En 2015, Anaïs Demoustier fout le bordel dans les couples. Chez Mouret (Caprice, sortie en avril) comme chez Bonnell, on la retrouve en petite souris glissée au milieu d’un bonheur conjugal, entraînant les amoureux dans d’éprouvantes acrobaties sentimentales. Mais chez l’un comme chez l’autre, ces cœurs qui balancent ont d’emblée quelque chose de douloureux : à la chorégraphie amoureuse, les films préfèrent finalement un horizon romantique, qui ne cesse de lutter pour s’imposer et abréger la danse imposée.

Charlotte (Sophie Verbeeck) et Micha (Félix Moati) ont fraîchement installé leur nid dans une maison près de Lille. Chacun trompe l’autre avec la même fille : Mélodie, la meilleure amie de Charlotte, jeune avocate surmenée qui occupe ses pauses déjeuner à courir embrasser l’une ou envoyer un sms à l’autre. Ce synopsis, volontiers vaudevillesque, donne d’abord l’impression peu rassurante qu’il va surfer sur un sujet à la mode (les « nouvelles manières d’aimer », le « trouple »), avant de révéler que cette opportunisme est une fausse piste. C’est que A trois on y va envisage en fait de manière très classique le motif du triangle amoureux : un des trois termes est de trop.

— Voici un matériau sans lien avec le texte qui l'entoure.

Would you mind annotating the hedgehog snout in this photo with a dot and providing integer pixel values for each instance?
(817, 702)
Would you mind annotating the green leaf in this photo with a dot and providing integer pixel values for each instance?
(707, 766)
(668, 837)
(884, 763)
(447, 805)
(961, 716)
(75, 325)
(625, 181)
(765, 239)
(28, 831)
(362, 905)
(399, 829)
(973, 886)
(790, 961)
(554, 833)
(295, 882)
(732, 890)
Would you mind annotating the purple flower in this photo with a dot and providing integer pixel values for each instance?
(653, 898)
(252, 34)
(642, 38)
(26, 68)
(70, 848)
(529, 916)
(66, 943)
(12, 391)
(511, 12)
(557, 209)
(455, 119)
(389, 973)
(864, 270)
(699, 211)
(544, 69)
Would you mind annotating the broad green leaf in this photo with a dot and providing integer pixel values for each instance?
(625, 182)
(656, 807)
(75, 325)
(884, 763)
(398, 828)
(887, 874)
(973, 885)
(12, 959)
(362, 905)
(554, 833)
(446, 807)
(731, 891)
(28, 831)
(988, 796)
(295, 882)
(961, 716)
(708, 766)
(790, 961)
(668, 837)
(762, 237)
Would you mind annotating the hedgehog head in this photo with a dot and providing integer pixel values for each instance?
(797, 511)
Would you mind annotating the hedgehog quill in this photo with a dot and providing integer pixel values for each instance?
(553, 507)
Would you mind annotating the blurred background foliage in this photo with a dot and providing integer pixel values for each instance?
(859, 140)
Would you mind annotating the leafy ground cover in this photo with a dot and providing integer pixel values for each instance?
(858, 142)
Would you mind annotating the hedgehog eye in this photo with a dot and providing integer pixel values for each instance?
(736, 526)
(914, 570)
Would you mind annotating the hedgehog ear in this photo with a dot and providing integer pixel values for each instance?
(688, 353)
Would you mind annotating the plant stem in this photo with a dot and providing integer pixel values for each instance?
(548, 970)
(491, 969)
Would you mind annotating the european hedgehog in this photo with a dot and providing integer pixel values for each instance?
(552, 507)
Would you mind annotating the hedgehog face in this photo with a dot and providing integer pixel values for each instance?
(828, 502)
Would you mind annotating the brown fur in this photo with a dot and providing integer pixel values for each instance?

On sent d’abord tout le plaisir de Bonnell à orchestrer cette première partie construite autour de collisions d’emplois du temps, de fuites par la fenêtre et de petite culotte égarée. Tout ici est porté par l’irrépressible goût du jeu qui anime les personnages, vécu comme à l’ombre de quelque chose de plus sérieux – un âge adulte défini par les métiers de chacun, sur lesquels Bonnell insiste beaucoup. Demoustier y est moins amante que partenaire de jeu, emportant tout le monde dans sa course.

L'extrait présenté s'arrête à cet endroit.